The role of PLA2 in the regulation of inflammation was studied by using three PLA2 inhibitors (PYR, BEL and DTT). Fig. 8 and 9 show the effects of 9t18:1 and 11t18:1 on PLA2 in regulating inflammatory cytokine expression and PGE2 secretion in HUVECs. The protein expression of ICAM-1, VCAM-1 and IL-6 and the secretion of PGE2 were significantly increased in HUVECs induced by 9t18:1 and 11t18:1 (p < 0.05). When pretreated with three PLA2 inhibitors for 1 h and then treated with 9t18:1 and 11t18:1 for 24 h, the expression of ICAM-1 and VCAM-1 decreased significantly compared with the inhibitor-free group (p < 0.05), and the expression of IL-6 also decreased significantly (p < 0.05) except for the 11t18:1 + BEL group (Fig. 8). In addition, the secretion of PGE2 decreased significantly compared to that incubated with 9t18:1 and 11t18:1 alone (p < 0.05) (Fig. 9).
image file: c9fo01982k-f8.tif
Fig. 8 Effects of 9t18:1 and 11t18:1 on PLA2 regulating inflammatory cytokine expression in HUVECs: (A,B) 9t18:1; (C,D) 11t18:1. The expression of inflammatory cytokines (ICAM-1, VCAM-1 and IL-6) in HUVECs pretreated with three phospholipase A2 inhibitors, 1 μM PYR (cPLA2 inhibitor), 10 μM BEL (iPLA2 inhibitor) and 500 μM DTT (sPLA2 inhibitor) for 1 h and then induced with 100 μM 9t18:1 and 11t18:1 for 24 h. Data are expressed as mean ± SE. Values labelled with different letters indicate significant differences (p < 0.05).
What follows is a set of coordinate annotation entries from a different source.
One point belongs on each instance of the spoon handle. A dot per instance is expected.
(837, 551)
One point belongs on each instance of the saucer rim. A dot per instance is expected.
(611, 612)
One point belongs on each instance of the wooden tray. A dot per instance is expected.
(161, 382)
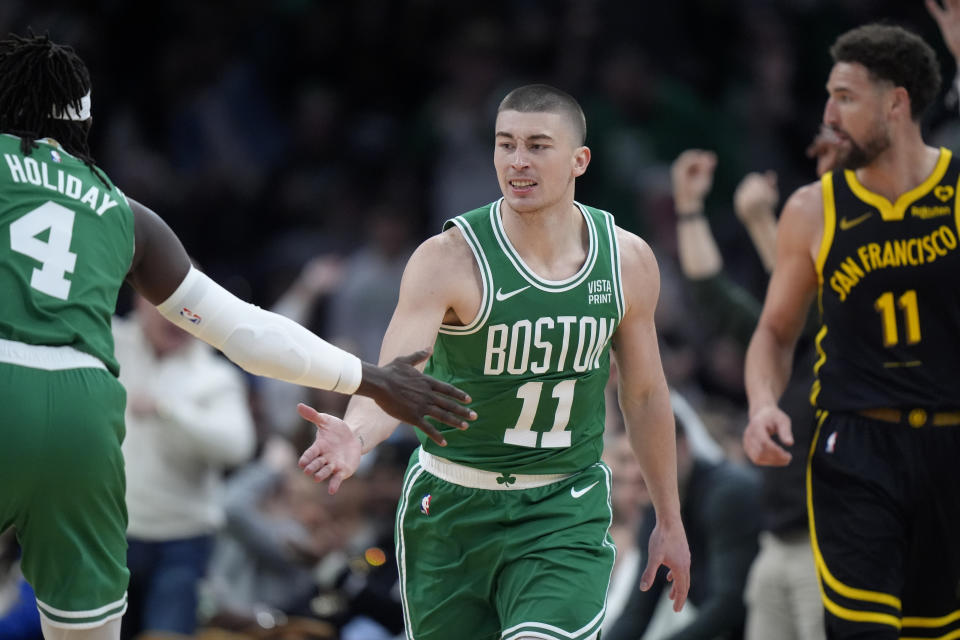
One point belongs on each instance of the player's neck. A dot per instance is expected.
(552, 241)
(906, 164)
image file: c9fo01982k-f9.tif
Fig. 9 Effects of 9t18:1 and 11t18:1 on PLA2 regulating PGE2 secretion in HUVECs: (A) 9t18:1; (B) 11t18:1. The secretion of PGE2 in HUVECs pretreated with three PLA2 inhibitors, 1 μM PYR (cPLA2 inhibitor), 10 μM BEL (iPLA2 inhibitor) and 500 μM DTT (sPLA2 inhibitor) for 1 h and then induced with 100 μM 9t18:1 and 11t18:1 for 24 h. Data are expressed as mean ± SE. Values labelled with different letters indicate significant differences (p < 0.05).
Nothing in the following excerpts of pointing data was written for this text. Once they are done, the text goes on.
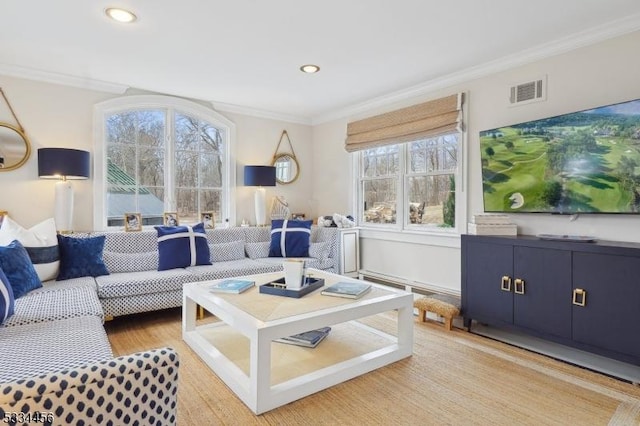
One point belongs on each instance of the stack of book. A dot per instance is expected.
(308, 339)
(492, 224)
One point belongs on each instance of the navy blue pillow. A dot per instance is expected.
(290, 238)
(182, 246)
(81, 257)
(7, 301)
(17, 267)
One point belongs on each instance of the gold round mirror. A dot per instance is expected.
(14, 147)
(287, 168)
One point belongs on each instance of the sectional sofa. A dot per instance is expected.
(57, 366)
(56, 360)
(135, 285)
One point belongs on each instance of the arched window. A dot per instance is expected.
(158, 154)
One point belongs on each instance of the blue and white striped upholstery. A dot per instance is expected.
(41, 244)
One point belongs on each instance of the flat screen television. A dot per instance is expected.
(582, 162)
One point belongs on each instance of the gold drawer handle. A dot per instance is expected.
(579, 297)
(506, 283)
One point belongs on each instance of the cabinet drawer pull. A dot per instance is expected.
(579, 297)
(506, 283)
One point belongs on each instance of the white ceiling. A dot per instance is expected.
(245, 54)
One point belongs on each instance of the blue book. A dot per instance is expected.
(309, 339)
(350, 290)
(231, 285)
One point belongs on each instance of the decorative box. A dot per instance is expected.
(277, 288)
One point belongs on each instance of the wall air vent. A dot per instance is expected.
(531, 91)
Effects of 9t18:1 and 11t18:1 on the regulation of PLA2 expression in HUVECs by the MAPK pathway

The role of the MAPK pathway in the regulation of PLA2 expression was studied by using three MAPK pathway inhibitors (SB20358, SP600125 and PD98059). Effects of 9t18:1 and 11t18:1 on the regulation of PLA2 expression by the MAPK pathway are shown in Fig. 10. Compared with the control group, the expression of cPLA2, iPLA2, and sPLA2 was significantly increased (p < 0.05) after treatment with 9t18:1 and 11t18:1. When HUVECs were pretreated with MAPK inhibitors for 1 h and then incubated with 9t18:1 and 11t18:1 for 24 h, the expression of cPLA2, iPLA2, and sPLA2 was significantly reduced compared to that when incubated with 9t18:1 and 11t18:1 alone (p < 0.05). Besides, the expression of sPLA2 was most significantly decreased in HUVECs induced by the JNK inhibitor (p < 0.05) and the expression of iPLA2 decreased most significantly after pretreatment of HUVECs with the ERK inhibitor. In the 9t18:1 group, the expression of cPLA2 was affected by both JNK and ERK inhibitors, whereas in the 11t18:1 group, cPLA2 expression was most significantly affected by the JNK inhibitor (p < 0.05).
image file: c9fo01982k-f10.tif
Fig. 10 Effects of 9t18:1 and 11t18:1 on the regulation of PLA2 expression in HUVECs by the MAPK pathway: (A,B) 9t18:1; (C,D) 11t18:1. The expression of PLA2 in HUVECs pretreated with three MAPK pathway inhibitors, 10 μM SB20358 (p-38 inhibitor), 10 μM SP600125 (JNK inhibitor) and 10 μM PD98059 (ERK inhibitor) for 1 h and then induced with 100 μM 9t18:1 and 11t18:1 for 24 h. Data are expressed as mean ± SE. Values labelled with different letters indicate significant differences (p < 0.05).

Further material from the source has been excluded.